Saturday, January 28

spiritual appearance

I never really stopped to think about hair being alive. I mean, we cut hair and dye hair and do all sorts of other trauma to our hair, yet don't feel a thing.

Well, let me tell you.....when those hair follicles start to die, THEN it becomes quite obvious how many nerve endings live on the scalp. Oh, it's so tender! When the wind blows, when I try to fix my hair and even when I'm just laying on my scalp gets so irritated and sore it takes my breath away and I start to form tears. I know I should just shave it and get it over with, but it's not falling out in chunks yet (just a few strands here and there), so I'm stubbornly holding on. I don't know's just hair. This will be my third time going bald, so I should be used to it, right?

I suppose I'm unwilling to take that step right now, because it's such an outward sign of what's going on with this cancer inside. Honestly, I don't "feel" any different, so I'm just not wanting to "look" different. Perhaps I'm being vain.

I guess I'm struggling, because I feel so completely whole and beautiful on the inside. I know that the Holy Spirit is alive and working hard within me to teach me and help me to grow even closer to Christ. So I rebel at the thought of looking sick again. I don't want to wear a big banner that says: Look at me! I have cancer!

I guess I just need to change my viewpoint that being bald is ugly and sickly. After all, God created our bodies, and hair is merely an adornment.

Actually, the more I think about it, I can't help but compare this to a spiritual life of duplicity. God wants our internal joy to reach beyond our skin and touch others with His glory. It's not about a physical appearance, but more about a spiritual appearance. His Light within should naturally seep out of us. I'm finding such encouragement from this concept. Wow. I needed this reminder. After all, not everyone is blessed with a flawless physical body — is anyone, really?!

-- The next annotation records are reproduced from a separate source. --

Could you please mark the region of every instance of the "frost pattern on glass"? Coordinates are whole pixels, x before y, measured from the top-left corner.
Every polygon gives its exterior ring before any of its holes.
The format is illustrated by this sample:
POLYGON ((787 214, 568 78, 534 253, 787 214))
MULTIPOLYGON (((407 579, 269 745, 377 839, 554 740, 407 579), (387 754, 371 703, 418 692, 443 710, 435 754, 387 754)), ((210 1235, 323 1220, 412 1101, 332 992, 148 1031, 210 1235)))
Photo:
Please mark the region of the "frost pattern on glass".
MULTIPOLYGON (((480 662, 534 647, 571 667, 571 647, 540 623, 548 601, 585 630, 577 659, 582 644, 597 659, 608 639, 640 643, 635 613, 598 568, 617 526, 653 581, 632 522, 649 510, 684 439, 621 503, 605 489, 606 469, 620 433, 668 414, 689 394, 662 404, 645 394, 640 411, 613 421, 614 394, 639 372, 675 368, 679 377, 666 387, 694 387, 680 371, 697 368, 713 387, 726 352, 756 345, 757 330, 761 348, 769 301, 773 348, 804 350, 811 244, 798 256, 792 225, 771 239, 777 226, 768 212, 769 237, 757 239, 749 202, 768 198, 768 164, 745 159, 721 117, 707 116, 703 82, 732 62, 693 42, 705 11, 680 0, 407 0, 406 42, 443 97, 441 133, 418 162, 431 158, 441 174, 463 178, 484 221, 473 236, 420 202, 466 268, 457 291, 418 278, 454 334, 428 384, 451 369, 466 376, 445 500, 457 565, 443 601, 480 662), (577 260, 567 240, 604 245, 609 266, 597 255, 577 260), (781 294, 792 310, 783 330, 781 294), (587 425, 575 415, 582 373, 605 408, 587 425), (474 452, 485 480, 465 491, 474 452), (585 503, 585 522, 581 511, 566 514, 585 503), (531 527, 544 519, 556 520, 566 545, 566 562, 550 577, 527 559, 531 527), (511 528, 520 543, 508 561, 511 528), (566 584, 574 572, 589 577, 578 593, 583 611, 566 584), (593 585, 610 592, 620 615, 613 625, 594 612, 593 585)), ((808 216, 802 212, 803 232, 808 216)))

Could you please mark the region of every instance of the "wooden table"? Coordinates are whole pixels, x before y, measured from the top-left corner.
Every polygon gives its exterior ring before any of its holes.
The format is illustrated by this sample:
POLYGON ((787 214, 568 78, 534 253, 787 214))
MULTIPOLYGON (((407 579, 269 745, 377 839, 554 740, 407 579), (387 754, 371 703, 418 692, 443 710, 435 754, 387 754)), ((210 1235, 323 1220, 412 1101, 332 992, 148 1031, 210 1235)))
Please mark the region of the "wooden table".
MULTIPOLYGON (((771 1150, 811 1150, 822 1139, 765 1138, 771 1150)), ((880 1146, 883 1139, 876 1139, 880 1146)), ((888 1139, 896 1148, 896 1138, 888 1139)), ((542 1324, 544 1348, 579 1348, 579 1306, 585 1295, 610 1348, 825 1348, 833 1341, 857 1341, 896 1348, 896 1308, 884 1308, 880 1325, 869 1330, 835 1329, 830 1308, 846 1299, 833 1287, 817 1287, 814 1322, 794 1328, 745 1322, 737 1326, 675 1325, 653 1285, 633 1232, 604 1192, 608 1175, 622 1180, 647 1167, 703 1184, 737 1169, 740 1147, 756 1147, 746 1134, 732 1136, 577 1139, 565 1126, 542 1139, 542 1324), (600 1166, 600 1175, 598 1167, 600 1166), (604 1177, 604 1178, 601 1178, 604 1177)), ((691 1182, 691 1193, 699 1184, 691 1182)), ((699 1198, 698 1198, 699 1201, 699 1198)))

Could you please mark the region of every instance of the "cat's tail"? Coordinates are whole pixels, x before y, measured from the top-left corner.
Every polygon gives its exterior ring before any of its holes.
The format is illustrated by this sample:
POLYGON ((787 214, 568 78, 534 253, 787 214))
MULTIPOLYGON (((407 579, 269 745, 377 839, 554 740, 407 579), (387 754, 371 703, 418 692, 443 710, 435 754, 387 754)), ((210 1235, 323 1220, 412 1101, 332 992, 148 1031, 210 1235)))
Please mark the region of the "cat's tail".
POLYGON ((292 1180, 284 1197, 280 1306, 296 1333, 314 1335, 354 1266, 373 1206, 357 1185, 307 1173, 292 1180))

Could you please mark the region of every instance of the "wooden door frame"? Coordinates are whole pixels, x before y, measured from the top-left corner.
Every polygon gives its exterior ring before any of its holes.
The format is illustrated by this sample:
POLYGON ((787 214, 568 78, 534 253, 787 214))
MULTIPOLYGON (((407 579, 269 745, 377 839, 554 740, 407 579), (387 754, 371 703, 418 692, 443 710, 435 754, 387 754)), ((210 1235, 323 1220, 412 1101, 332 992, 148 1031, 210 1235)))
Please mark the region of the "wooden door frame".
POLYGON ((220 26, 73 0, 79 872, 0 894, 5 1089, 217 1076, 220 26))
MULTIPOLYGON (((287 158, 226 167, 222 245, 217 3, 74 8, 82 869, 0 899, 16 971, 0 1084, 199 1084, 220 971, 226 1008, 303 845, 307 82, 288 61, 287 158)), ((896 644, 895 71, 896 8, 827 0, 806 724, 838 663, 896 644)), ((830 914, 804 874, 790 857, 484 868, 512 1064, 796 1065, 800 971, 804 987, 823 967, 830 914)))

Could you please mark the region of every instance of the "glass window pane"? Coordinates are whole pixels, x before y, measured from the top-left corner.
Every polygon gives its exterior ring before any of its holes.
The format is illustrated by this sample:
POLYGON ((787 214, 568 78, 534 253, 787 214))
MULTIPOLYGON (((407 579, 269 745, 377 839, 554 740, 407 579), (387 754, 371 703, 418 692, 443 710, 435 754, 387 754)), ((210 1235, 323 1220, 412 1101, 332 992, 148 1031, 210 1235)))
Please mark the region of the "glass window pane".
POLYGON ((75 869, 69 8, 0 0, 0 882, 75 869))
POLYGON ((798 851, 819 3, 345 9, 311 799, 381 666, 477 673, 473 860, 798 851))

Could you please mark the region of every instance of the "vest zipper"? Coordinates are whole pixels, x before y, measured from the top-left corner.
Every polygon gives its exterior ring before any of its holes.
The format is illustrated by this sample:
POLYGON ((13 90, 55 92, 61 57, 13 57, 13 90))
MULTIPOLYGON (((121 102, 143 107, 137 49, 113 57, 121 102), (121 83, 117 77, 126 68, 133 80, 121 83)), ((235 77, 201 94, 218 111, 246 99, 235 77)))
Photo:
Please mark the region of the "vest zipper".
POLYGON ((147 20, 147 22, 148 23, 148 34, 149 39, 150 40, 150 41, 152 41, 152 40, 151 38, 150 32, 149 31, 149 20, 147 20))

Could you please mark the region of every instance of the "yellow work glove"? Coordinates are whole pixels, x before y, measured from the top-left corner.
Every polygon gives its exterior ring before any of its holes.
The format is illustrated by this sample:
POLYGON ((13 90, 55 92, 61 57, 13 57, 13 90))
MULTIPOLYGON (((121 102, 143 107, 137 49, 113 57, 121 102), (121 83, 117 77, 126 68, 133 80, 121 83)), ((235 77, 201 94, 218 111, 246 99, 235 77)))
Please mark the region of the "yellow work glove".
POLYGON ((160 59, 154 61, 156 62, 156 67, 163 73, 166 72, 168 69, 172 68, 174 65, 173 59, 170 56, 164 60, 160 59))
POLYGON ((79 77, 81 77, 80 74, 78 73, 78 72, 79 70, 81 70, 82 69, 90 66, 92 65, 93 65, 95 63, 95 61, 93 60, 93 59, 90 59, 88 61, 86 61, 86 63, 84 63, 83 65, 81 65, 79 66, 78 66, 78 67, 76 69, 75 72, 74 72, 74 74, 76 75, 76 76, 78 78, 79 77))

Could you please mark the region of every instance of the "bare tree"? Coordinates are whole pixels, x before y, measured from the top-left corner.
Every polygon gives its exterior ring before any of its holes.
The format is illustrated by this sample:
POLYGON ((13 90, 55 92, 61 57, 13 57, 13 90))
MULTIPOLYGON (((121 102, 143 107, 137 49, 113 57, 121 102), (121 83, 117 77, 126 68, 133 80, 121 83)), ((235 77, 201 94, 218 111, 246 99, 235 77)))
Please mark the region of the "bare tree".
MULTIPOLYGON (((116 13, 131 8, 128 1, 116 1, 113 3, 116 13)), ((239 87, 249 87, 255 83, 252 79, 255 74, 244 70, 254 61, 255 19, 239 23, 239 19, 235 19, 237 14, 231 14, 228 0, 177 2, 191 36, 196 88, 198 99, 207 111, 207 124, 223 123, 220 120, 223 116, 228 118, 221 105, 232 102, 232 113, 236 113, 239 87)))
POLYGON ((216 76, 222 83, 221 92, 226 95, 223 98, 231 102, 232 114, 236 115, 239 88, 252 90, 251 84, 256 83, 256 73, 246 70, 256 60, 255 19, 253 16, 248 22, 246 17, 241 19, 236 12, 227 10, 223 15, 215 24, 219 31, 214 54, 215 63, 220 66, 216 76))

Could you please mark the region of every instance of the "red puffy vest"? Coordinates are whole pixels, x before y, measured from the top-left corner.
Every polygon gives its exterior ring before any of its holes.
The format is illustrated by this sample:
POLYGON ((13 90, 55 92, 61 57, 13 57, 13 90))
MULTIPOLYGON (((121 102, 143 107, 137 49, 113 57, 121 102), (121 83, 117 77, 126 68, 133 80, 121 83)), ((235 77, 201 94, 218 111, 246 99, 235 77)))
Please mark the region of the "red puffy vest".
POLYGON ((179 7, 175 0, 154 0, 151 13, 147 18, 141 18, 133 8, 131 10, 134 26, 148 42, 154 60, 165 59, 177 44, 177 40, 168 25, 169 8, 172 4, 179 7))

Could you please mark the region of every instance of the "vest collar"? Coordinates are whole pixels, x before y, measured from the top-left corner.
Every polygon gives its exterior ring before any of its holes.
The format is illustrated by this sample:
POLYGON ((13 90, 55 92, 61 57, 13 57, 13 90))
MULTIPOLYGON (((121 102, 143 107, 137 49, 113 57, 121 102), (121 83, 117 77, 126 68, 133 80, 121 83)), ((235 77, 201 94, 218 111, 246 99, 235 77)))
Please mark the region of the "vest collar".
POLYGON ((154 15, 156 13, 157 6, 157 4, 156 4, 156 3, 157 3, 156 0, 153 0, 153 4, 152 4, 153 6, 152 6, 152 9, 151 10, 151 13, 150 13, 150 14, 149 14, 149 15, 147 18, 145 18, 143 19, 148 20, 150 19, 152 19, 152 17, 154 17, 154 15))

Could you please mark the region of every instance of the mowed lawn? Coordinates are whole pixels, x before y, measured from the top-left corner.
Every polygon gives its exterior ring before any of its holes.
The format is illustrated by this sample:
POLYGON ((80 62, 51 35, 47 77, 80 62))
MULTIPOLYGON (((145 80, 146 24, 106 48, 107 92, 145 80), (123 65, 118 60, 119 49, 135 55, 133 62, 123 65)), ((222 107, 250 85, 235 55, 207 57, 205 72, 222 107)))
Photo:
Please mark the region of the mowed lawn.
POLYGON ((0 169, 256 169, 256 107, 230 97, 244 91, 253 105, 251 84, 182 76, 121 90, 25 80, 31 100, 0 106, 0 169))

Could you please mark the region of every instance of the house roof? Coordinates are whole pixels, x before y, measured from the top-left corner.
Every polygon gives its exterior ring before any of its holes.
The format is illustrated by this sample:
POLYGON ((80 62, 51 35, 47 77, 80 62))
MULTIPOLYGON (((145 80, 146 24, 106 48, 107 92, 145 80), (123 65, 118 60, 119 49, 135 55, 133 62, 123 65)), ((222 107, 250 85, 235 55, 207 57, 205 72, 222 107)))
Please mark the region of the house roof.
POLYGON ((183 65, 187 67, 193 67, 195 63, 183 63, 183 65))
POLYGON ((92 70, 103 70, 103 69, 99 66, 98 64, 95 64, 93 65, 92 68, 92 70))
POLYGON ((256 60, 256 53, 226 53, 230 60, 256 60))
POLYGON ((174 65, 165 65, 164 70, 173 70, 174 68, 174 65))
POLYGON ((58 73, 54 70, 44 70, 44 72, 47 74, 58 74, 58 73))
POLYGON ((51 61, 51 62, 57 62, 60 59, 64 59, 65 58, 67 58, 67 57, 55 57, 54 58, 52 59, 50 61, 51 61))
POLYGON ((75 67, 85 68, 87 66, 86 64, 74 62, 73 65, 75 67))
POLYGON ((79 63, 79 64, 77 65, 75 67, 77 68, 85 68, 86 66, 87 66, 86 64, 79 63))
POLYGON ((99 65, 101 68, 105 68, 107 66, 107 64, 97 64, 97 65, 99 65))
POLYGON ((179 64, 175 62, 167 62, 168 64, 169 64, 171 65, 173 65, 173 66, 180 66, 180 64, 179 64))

Unfortunately first impressions are often based on physical appearance. That is so unfair. Those with a birth defect or a scar or an injury or the elderly or lets face it, even those who are overweight or way underweight get unfairly judged. I'm guilty of it, too. I find myself hesitant to befriend someone who appears so beautiful and "model-like," because of my own insecurities. Oh, I'm feeling very convicted right now. How can I expect others to look beyond my own physical imperfections if I don't take the plank out of my own eye and start viewing the true beauty that lies inside of others!

I feel better now about embracing a bald head. Not only will I raise my head and be proud to be different, I will do my best to see other people as God sees them. I will look beyond the physical appearance of others and strive to get to know the minds and hearts of them.